In a recent blog post, we discussed npm's new code signing feature for provenance data. While code signing is a valuable security measure, it is important to recognize its limitations. In this post, we'll examine the infamous SolarWinds Orion hack and discuss why code signing alone is insufficient for ensuring security.
The SolarWinds Hack: A Cautionary Tale
The SolarWinds Orion hack is considered one of the most devastating supply chain attacks ever executed on the United States. Major players like the Department of Justice, security professionals like Mandiant, and important companies and infrastructure were all affected.
What made this attack particularly challenging to detect was that it was embedded in a code-signed update to a component of SolarWinds Orion's product. This leads us to question the efficacy of code signing in ensuring security. While the signing does allow identifying the provenance of the malicious code being introduced it did not identify anything about the code malicious or not.

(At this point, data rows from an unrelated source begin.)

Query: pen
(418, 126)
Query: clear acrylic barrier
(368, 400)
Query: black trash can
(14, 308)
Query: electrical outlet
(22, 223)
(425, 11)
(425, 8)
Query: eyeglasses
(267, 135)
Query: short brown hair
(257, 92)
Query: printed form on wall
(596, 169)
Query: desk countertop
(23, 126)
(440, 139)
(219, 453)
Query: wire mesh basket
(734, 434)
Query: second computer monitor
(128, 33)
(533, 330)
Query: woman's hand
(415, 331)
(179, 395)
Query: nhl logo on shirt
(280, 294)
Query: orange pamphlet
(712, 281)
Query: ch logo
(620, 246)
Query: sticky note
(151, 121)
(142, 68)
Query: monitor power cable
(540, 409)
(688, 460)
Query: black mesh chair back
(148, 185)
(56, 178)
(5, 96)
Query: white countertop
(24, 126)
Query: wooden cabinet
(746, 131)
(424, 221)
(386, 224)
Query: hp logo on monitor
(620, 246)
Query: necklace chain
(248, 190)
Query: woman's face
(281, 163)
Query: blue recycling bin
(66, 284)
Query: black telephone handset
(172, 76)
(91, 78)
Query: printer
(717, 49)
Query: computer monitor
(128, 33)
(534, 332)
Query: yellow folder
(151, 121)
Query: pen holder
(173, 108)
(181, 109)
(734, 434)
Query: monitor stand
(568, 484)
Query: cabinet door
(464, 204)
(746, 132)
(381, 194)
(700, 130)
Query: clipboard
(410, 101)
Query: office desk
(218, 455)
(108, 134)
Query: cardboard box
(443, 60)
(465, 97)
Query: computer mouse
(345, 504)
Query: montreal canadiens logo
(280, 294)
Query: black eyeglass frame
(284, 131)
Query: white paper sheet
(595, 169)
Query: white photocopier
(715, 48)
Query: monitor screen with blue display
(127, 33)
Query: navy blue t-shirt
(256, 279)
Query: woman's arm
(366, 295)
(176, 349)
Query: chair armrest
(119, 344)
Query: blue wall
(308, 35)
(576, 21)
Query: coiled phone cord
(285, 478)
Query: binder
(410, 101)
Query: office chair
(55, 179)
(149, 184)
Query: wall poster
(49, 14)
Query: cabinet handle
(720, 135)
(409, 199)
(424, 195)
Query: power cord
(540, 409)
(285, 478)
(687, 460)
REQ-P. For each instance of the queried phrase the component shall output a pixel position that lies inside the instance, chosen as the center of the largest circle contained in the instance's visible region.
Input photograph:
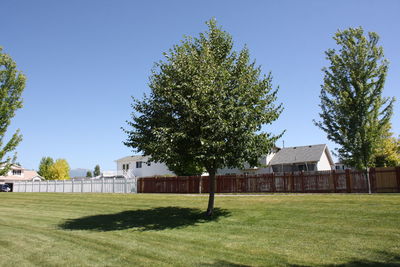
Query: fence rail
(382, 180)
(79, 186)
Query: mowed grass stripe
(258, 231)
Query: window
(17, 172)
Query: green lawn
(54, 229)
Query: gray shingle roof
(134, 158)
(299, 154)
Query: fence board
(82, 186)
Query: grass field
(53, 229)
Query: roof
(134, 158)
(300, 154)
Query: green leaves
(12, 83)
(206, 107)
(354, 113)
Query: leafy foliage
(388, 151)
(44, 167)
(354, 113)
(59, 170)
(206, 107)
(12, 84)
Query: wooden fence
(78, 186)
(382, 180)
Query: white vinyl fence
(106, 185)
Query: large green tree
(44, 167)
(207, 107)
(388, 151)
(354, 112)
(12, 84)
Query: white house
(289, 159)
(302, 158)
(17, 173)
(139, 166)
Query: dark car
(5, 188)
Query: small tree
(207, 106)
(59, 170)
(354, 113)
(96, 171)
(44, 167)
(12, 84)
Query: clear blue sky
(84, 59)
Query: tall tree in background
(12, 84)
(44, 167)
(388, 151)
(354, 113)
(96, 171)
(207, 107)
(59, 170)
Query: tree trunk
(210, 208)
(368, 180)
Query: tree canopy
(12, 84)
(59, 170)
(44, 167)
(54, 170)
(207, 107)
(354, 113)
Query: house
(341, 166)
(263, 164)
(289, 159)
(17, 174)
(302, 158)
(140, 166)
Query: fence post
(334, 180)
(348, 181)
(200, 183)
(273, 183)
(293, 182)
(372, 176)
(398, 178)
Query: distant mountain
(79, 172)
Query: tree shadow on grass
(160, 218)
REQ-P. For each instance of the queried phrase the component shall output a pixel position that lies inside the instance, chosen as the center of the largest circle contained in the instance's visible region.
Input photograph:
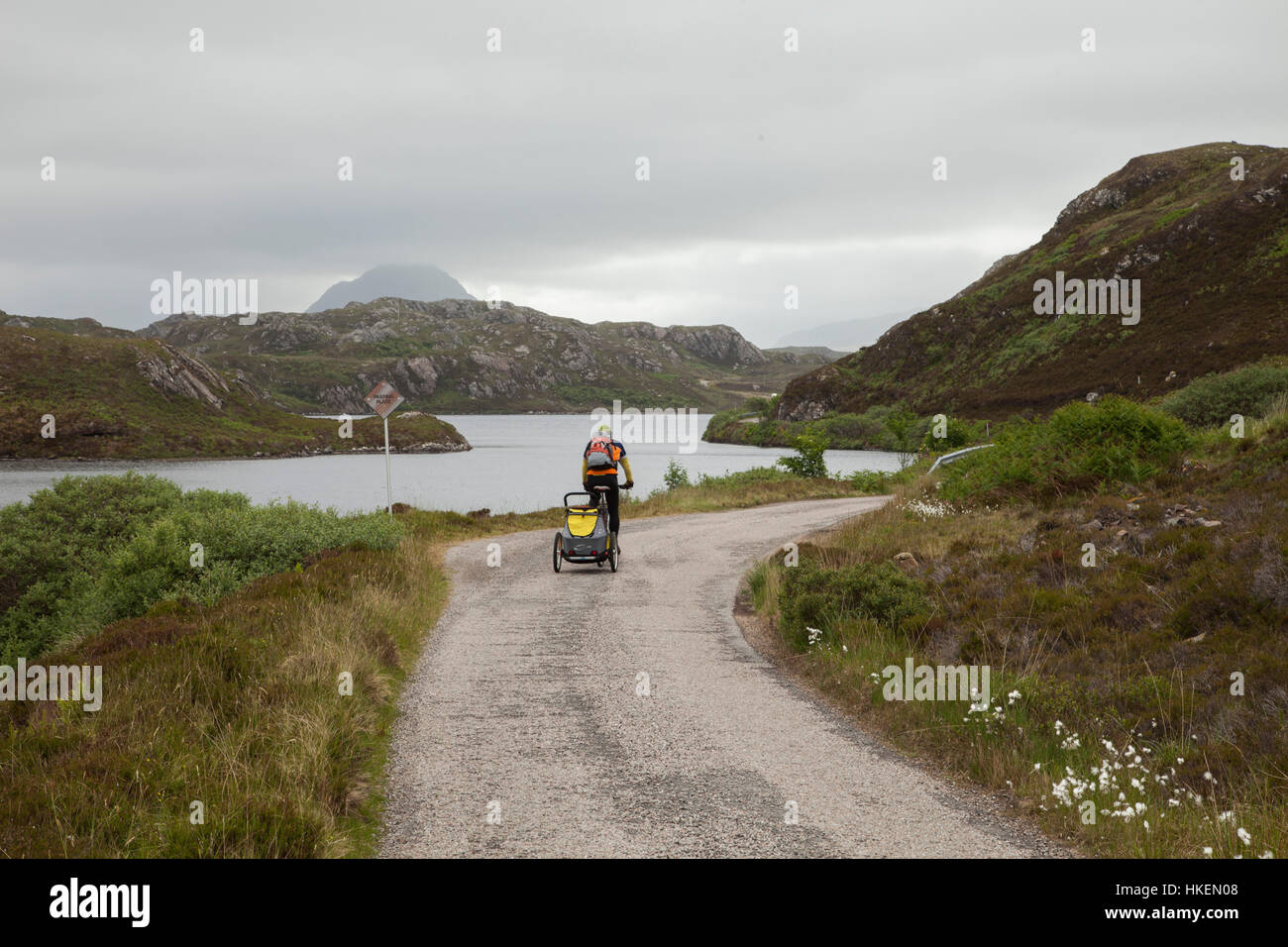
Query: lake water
(519, 463)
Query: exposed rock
(174, 371)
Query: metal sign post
(382, 399)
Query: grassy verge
(1125, 581)
(235, 701)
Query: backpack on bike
(600, 453)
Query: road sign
(384, 398)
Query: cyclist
(599, 470)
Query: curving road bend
(522, 731)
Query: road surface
(523, 731)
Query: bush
(1212, 398)
(957, 433)
(91, 551)
(809, 458)
(816, 596)
(1081, 446)
(871, 480)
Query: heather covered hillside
(1211, 254)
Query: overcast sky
(518, 167)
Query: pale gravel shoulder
(522, 731)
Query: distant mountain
(465, 357)
(846, 335)
(417, 281)
(1210, 253)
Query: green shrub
(807, 460)
(871, 480)
(1081, 446)
(675, 475)
(816, 596)
(91, 551)
(1212, 398)
(957, 433)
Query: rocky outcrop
(172, 371)
(496, 355)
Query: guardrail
(951, 458)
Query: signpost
(382, 399)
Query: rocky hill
(77, 389)
(1211, 254)
(411, 281)
(464, 356)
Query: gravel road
(522, 731)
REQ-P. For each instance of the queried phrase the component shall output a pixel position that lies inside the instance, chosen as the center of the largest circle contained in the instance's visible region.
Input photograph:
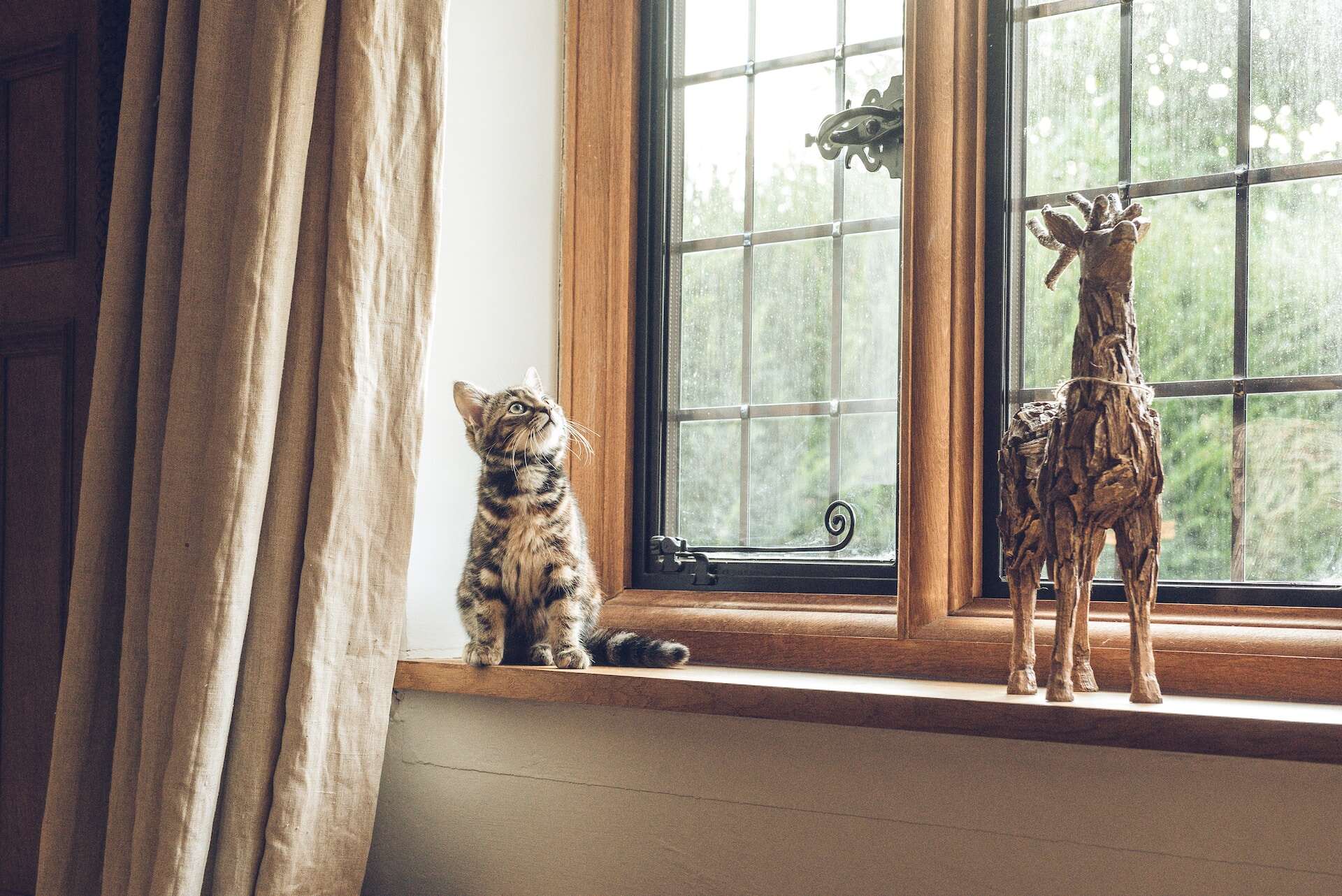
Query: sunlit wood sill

From the SolarWinds incident, we can conclude that code signing did not provide sufficient security. While this doesn't mean that code signing is inherently bad, it does highlight its limitations in providing security guarantees.
At Socket Security, our mission from day one has been to help users understand their software dependencies. We support code signing objectives because they can make understanding dependencies easier. For example, unsigned updates to fsevents
recently caused issues on npm by changing the source of provenance. A signature on the downloaded files would have been enough to prevent damage caused by a domain hijacking later on.
However, it's crucial to note that simply rubber-stamping code with a signature before distributing it is not enough. Security professionals need to scrutinize the data and the software's dependencies to ensure the highest level of security.
Think of software bill of materials (SBOM) as a receipt of the actual software bundled together. Signing a SBOM ensures it is the real receipt instead of a fake receipt forged by another party. To put it in a more common real world scenario, lets make an example of going to the grocery store. You get a receipt and you know it is the real one. However, knowing the items bought at the store doesn't tell you if these items are good. For example if we are buying ingredients for a sandwich the receipt might look like:
Receipt
* Bacon
* Lettuce
* Tomato
This doesn't tell us much except what items were bought. Particularly:
- It doesn't say where the lettuce came from if it is recalled.
- It doesn't say the expiration date for the bacon.
- It doesn't say if the tomato was bad when it was bought.
In the case of the SolarWinds attack. It most like the tomato example above. A bad dependency was included and knowing what was included didn't help because it didn't analyze in depth.
Conclusion
The SolarWinds hack serves as a stark reminder that relying solely on code signing for security is insufficient. While it can be a helpful tool in the security toolbox, it should not be the only measure taken to protect software and systems. Instead, a comprehensive approach to understanding and managing software dependencies should be implemented to truly safeguard your digital assets.